Comments (6)
I think the issue is that the pqR version did not use OpenBLAS.
from pqr.
Hi. Could you give some more details? Is there a problem getting pqR to link with OpenBLAS, or had you just not done that? If you do link with OpenBLAS, crossprod will be done using it, but %*% will not be done with OpenBLAS unless you set the mat_mult_with_BLAS option to TRUE. Do you know whether OpenBLAS is thread safe? (That is, whether it would be OK to call it from more than one thread. Even if this gives the right answer, if OpenBLAS is itself using multiple threads, it might not be a good idea.) If not, you should configure with --disable-mat-mult-with-BLAS-in-helpers. (Of course, this isn't necessary if you've configured with --disable-helpers.)
from pqr.
Hi,
first thank you for working on this project!
Regarding the reported "issue":
When I compiled pqR I thought I compiled it with OpenBLAS, but after reporting this issue I quickly ran my standard R with the default BLAS (not with OpenBLAS as in the benchmark) and realized that the performance is comparable to the "slow" results from pqR. So I checked pqR; turns out I was not using OpenBLAS in pqR.
So the slow crossprod() was due to the used BLAS and had nothing to do with pqR. (= issue closed)
Do you know whether OpenBLAS is thread safe?
I would have to check. But I also think that using multi-threaded OpenBLAS in a multi-threaded program might cause problems...
from pqr.
Here a quick follow up:
According to https://github.com/xianyi/OpenBLAS/wiki/faq#wiki-multi-threaded it is advisable to limit the number of OpenBLAS threads to 1 if used in a multi-threaded program.
Running pqR with OpenBLAS works and I get the same timings for crossprod() in pqR and std. R:
n=100 n=200 n=300 n=400 n=500 n=600 n=700 n=800 n=900 n=1000 n=1100
std_R 0.000 0.001 0.003 0.007 0.015 0.026 0.039 0.059 0.08 0.11 0.143
pqR 0.001 0.001 0.003 0.007 0.015 0.025 0.040 0.057 0.08 0.11 0.148
n=1200 n=1300 n=1400 n=1500 n=1600 n=1700 n=1800 n=1900 n=2000
std_R 0.188 0.235 0.293 0.355 0.435 0.513 0.613 0.713 0.833
pqR 0.184 0.237 0.290 0.358 0.430 0.517 0.609 0.717 0.828
from pqr.
Thanks for the follow up information. Are those timings with only one thread in OpenBLAS?
By the way, if you use OpenBLAS (or any other BLAS, including the one packaged with pqR) for matrix multiplies (with %%, not crossprod) with helper threads, pqR may still do multiplies in parallel, but will not pipeline the output of a multiply to another operation. So, for example, L <- list(A%%B,B%%A) will do two BLAS multiplies in parallel (unless the matrices are small), but A %% (B %*% C) will not (though it will if you use the pipelined C routines for the multiply).

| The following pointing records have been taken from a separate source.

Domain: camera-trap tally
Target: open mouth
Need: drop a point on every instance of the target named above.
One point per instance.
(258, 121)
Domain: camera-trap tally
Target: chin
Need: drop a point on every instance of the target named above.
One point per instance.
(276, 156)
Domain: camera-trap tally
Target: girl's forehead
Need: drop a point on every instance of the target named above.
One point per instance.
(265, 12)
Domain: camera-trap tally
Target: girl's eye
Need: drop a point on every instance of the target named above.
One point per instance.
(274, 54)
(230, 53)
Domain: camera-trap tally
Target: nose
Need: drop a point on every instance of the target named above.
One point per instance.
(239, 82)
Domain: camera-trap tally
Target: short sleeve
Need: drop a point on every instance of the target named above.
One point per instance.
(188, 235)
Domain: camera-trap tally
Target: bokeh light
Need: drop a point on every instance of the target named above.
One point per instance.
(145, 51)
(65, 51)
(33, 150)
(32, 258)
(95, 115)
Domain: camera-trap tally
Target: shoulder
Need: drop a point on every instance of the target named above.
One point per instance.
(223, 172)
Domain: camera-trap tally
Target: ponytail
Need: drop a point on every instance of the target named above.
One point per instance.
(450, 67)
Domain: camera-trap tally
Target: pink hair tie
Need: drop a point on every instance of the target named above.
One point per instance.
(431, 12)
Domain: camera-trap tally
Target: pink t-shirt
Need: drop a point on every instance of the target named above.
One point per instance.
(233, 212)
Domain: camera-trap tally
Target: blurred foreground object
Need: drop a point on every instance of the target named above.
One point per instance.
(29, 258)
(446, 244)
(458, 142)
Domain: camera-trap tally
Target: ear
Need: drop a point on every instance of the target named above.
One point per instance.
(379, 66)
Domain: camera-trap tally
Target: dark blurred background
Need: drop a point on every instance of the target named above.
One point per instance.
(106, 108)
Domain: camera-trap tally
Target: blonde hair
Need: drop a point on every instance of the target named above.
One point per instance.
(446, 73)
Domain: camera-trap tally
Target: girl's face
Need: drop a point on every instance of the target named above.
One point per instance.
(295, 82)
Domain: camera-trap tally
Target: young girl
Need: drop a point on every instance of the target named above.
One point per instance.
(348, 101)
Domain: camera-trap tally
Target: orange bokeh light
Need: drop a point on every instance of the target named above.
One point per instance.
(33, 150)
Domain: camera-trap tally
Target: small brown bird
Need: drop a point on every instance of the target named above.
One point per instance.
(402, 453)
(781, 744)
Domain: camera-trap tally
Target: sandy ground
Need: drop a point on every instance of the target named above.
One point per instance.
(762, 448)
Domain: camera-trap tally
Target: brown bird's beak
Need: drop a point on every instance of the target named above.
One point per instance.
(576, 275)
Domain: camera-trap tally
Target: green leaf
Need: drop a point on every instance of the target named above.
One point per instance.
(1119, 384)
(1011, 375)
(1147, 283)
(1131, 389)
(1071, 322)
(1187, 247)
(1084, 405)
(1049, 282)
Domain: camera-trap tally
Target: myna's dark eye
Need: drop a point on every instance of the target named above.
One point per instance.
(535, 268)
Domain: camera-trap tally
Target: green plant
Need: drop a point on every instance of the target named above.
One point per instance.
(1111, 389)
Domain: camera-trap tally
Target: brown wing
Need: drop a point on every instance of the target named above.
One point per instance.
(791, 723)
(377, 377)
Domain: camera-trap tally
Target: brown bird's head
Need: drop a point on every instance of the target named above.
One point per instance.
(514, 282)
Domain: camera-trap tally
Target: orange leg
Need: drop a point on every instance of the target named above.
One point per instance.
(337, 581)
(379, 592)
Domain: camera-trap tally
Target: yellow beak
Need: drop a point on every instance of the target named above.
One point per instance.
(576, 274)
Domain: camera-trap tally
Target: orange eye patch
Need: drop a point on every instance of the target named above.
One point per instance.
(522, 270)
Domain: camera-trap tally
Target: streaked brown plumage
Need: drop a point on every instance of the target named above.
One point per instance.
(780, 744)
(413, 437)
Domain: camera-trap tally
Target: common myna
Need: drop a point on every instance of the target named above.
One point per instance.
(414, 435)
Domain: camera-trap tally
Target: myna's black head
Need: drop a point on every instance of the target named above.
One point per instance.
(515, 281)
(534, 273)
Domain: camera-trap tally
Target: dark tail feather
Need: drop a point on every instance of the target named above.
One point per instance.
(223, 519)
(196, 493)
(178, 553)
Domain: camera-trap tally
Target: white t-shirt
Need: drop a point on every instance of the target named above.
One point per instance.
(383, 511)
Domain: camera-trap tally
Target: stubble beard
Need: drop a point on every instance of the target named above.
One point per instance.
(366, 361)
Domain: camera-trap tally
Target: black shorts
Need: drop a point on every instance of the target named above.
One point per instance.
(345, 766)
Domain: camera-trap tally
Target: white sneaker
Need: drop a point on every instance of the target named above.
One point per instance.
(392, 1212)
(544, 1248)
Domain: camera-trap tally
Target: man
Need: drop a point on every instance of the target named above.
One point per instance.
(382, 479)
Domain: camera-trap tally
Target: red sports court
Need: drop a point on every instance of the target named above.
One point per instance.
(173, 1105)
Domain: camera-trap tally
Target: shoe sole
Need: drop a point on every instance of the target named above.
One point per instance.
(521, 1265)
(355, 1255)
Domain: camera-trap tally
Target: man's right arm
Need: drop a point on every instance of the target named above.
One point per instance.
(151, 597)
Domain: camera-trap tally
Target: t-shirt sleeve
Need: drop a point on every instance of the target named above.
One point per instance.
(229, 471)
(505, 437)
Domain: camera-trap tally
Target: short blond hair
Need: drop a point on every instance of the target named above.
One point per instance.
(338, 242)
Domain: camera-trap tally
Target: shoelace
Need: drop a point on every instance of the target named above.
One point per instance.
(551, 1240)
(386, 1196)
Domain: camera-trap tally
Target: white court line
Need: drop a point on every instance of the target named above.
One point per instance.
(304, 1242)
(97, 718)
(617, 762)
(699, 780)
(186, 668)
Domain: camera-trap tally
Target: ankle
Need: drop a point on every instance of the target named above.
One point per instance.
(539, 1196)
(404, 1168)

It might be interesting to experiment with using threads for both pqR and OpenBLAS, even if they don't advise it. If you have four or more cores, you could try one helper thread and two OpenBLAS threads, which I would think would use at most four cores, if it works as I imagine.
from pqr.
These timings are for OpenBLAS using one thread. On my machine (Intel Q9400, 4-core @2.6Ghz) using 2 threads splits the time in half; using 3 or 4 threads does not bring any improvements over 2 threads.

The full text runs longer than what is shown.